There’s been one subtle change to his pitch since he first ran eight years ago, though. Then, he simply promised that he would achieve incredible results once he became president, making all sorts of assertions about how easy everything would be. Now, though, those promises can be compared with reality (or could be, were his opponents less concerned about irritating his voters). So Trump has created a new angle to his patter: He accomplished so many great things and was just about to accomplish more, until 2020 happened.

Here’s a good example.

Fox’s co-moderator, Martha MacCallum, noted criticism from Haley about the increase in the federal debt when Trump was president. This is one of those issues that Trump knows most Republicans don’t really care that much about, except to the extent that it can be used as a cudgel against opponents to block funding for things they don’t like.

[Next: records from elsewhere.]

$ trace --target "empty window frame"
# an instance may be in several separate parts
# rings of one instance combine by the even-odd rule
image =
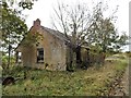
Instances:
[[[37,63],[44,63],[44,48],[37,48]]]

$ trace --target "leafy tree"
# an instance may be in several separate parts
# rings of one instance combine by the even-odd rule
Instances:
[[[68,70],[72,70],[78,59],[81,62],[80,49],[85,44],[86,32],[91,23],[91,13],[86,4],[76,4],[74,8],[58,3],[58,9],[55,10],[57,20],[53,21],[53,26],[57,30],[62,29],[70,44],[70,64]],[[58,26],[59,25],[59,26]],[[70,36],[69,36],[70,35]],[[78,58],[76,58],[78,57]]]
[[[100,46],[103,52],[119,50],[121,46],[126,45],[127,35],[124,33],[121,36],[118,34],[112,17],[104,19],[100,5],[96,9],[93,19],[90,33],[94,34],[95,40],[92,44]]]
[[[9,54],[9,68],[11,52],[27,33],[27,26],[17,13],[8,7],[8,3],[2,2],[1,12],[2,50]]]
[[[112,23],[115,20],[115,12],[109,17],[104,17],[104,10],[108,9],[108,5],[102,7],[103,2],[98,2],[93,13],[88,10],[86,4],[76,4],[73,8],[66,4],[58,3],[58,9],[55,10],[53,26],[57,30],[62,29],[70,44],[70,65],[75,63],[76,54],[80,54],[82,45],[98,46],[103,52],[106,52],[112,46],[124,42],[123,37],[117,34],[116,27]],[[59,25],[59,26],[58,26]],[[70,35],[70,36],[69,36]],[[120,39],[122,38],[122,39]],[[118,45],[117,45],[118,44]],[[74,59],[74,60],[73,60]],[[79,58],[81,60],[81,58]]]

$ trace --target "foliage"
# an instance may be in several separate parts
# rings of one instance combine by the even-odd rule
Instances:
[[[95,46],[98,52],[118,51],[126,45],[127,35],[119,36],[114,25],[115,12],[111,16],[104,17],[103,13],[108,5],[103,7],[103,4],[104,2],[98,2],[94,5],[93,12],[88,10],[87,4],[80,3],[74,7],[58,3],[58,8],[53,9],[53,17],[56,16],[57,20],[53,26],[57,30],[62,29],[70,41],[72,50],[70,65],[72,62],[75,63],[73,59],[80,51],[79,47],[83,45]]]
[[[27,33],[27,26],[17,13],[12,11],[8,3],[2,3],[2,47],[7,50],[9,46],[14,48],[14,45],[19,44],[23,36]]]
[[[93,13],[93,22],[90,26],[90,34],[93,34],[94,41],[90,45],[100,47],[103,52],[117,51],[121,46],[126,45],[128,39],[126,33],[121,36],[117,33],[111,17],[104,19],[102,3],[95,8]],[[90,40],[88,40],[90,41]]]
[[[34,5],[34,2],[37,0],[3,0],[1,2],[8,3],[10,7],[19,5],[23,10],[27,9],[31,10]],[[15,9],[17,10],[17,9]]]
[[[1,12],[2,51],[9,54],[9,66],[11,52],[27,33],[27,26],[17,15],[17,12],[9,8],[7,2],[1,3]]]
[[[26,79],[23,78],[26,69],[15,66],[10,71],[10,75],[21,79],[14,85],[3,87],[2,93],[7,96],[108,96],[110,83],[121,75],[127,65],[127,59],[118,59],[106,62],[99,69],[93,66],[73,73],[31,69]]]

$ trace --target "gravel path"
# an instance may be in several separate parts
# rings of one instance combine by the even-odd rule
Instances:
[[[115,89],[115,96],[129,96],[129,66],[126,69],[120,85]]]

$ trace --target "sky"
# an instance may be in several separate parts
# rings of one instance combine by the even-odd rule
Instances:
[[[93,3],[94,1],[94,3]],[[32,10],[25,10],[23,14],[26,15],[26,24],[29,27],[33,25],[33,21],[39,19],[41,21],[41,25],[51,28],[52,20],[51,16],[53,13],[52,7],[56,8],[58,2],[63,2],[67,4],[74,3],[87,3],[90,8],[97,3],[99,0],[38,0],[34,3]],[[105,16],[109,16],[116,7],[118,5],[118,11],[115,14],[118,16],[115,25],[118,28],[118,32],[127,32],[129,35],[129,2],[131,0],[100,0],[104,3],[108,2],[109,9],[104,13]]]

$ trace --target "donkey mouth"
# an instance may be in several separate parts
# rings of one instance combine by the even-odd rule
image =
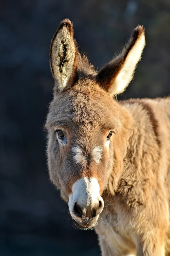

So instead of simply shrugging about the increase, Trump claimed that it was all the coronavirus’s fault.

“Very simply,” he said, “we were starting to pay down debt. We were going to pay down a lot of debt. When covid came along, if I didn’t inject this country with money, you would have had a depression the likes of which you’d never seen. You had to inject money.”

Nah. Even before the pandemic triggered a need for new spending, which it legitimately did, the federal debt was increasing at a pace consistent with how it had grown from 2015 until Trump took office.

On a quarterly basis, the government consistently spent more than it took in during Trump’s presidency. The government wasn’t paying down the debt; it was adding to it.

But, what, Caucus Captain Kim’s going to point that out? Was Baier, whose employer is almost as fervently committed to Trump’s success? If you’re enveloped in Trump’s world, it’s easier to simply accept that, returned to office, he’ll fix that problem. That he was just about to until covid or Biden interrupted him.

You can’t defeat this fealty among Republican primary voters by out-debating Trump, not that Trump gave his opponents the chance to do so. You can’t simply point out his false claims, however ridiculous, and get people to view Trump differently. A year or so ago, in the weeks after the midterms, it seemed as though Trump’s grip on the party had waned, providing an opportunity for someone like DeSantis.

And when Trump’s Atlantic City casinos went under, it probably looked like his business career was similarly on the ropes.